Even without a housing crash, real estate values that are barely rising or stagnating will curtail Canadians’ ability to use their home to finance spending or keep up with their existing debt, according to Hoyes.
And, indeed, the forecast is for smaller prices gains, or even tiny dips, next year.
The national home price is expected to slip by 1.4 per cent in 2018, to $503,100, the Canadian Real Estate Association said on Thursday. For comparison, the association estimates the average price of a home to rise this year to $510,400, up 4.2 per cent compared to 2016.
Others are more optimistic, expecting to see home prices continue to climb next year, albeit at a much slower pace.
BMO is among these, which sees prices “settling and firming up,” in the second half of the year after the market has had a chance to digest the new rules, according to Porter.
In Ottawa, where public-sector spending is fuelling hiring, and Montreal, which is starting to attract foreign buyers and is riding high on strong economic growth in Quebec, “momentum will likely carry on” for home prices, he noted.
Other areas, like Calgary and Edmonton, will likely see “no meaningful price gains.”
But Vancouver and Toronto are where “we think those rules will bite the most,” said Porter.
And while both cities may bounce back, that is also where it’s been easiest for spend-happy Canadians to tap into their homes as sources of extra cash.
Another thing that worries Hoyes is the potential impact of minimum wage increases that will take effect next year.
Ontario’s general minimum wage will climb from $11.60 per hour to $14 per hour on Jan. 1 and to $15 in 2019.
While that should help minimum-wage earners, Ontarians in particular, it could hurt some if employers react by curtailing hours or even implementing layoffs, said Hoyes. Low-income families often have to resort to debt to afford basic expenses, he added. A reduction in income would turn them into riskier borrowers subjected to steeper interest rates.
Porter believes that “those who will hold on to their jobs will benefit,” with reductions in hours unlikely to result in overall lower income.
But the impact of the wage increase will spread well beyond those currently earning minimum wage. Raising the pay floor will trigger a domino effect whereby “everyone [earning] up to $15 per hour will see wages go up,” said Porter.
The move could also impact prices, by prompting businesses to recoup higher labour costs by passing on the bill to consumers. Daycare fees, for example, are widely expected to go up, although the province has said it will absorb those costs in licensed childcare centres.
Alberta is also raising its minimum wage, with a third and final (for now) hike to $15 an hour coming into effect Oct. 1.
Despite the province’s higher unemployment, though, Porter expects the impact there to be more muted than in Ontario because wage levels are generally higher in Alberta.
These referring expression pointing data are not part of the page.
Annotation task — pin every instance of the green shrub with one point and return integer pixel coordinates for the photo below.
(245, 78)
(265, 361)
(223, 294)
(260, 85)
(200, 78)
Overall, Canadians will probably see decent income growth of 2.5 per cent per person next year, a bit higher than inflation and on par with this year’s performance, said Porter. Offsetting that, though, will be slower overall job growth, he added.
In sum, 2018 may well turn out to be another year of smooth sailing for indebted Canadians. But there sure is a lot of cross-winds in the forecast.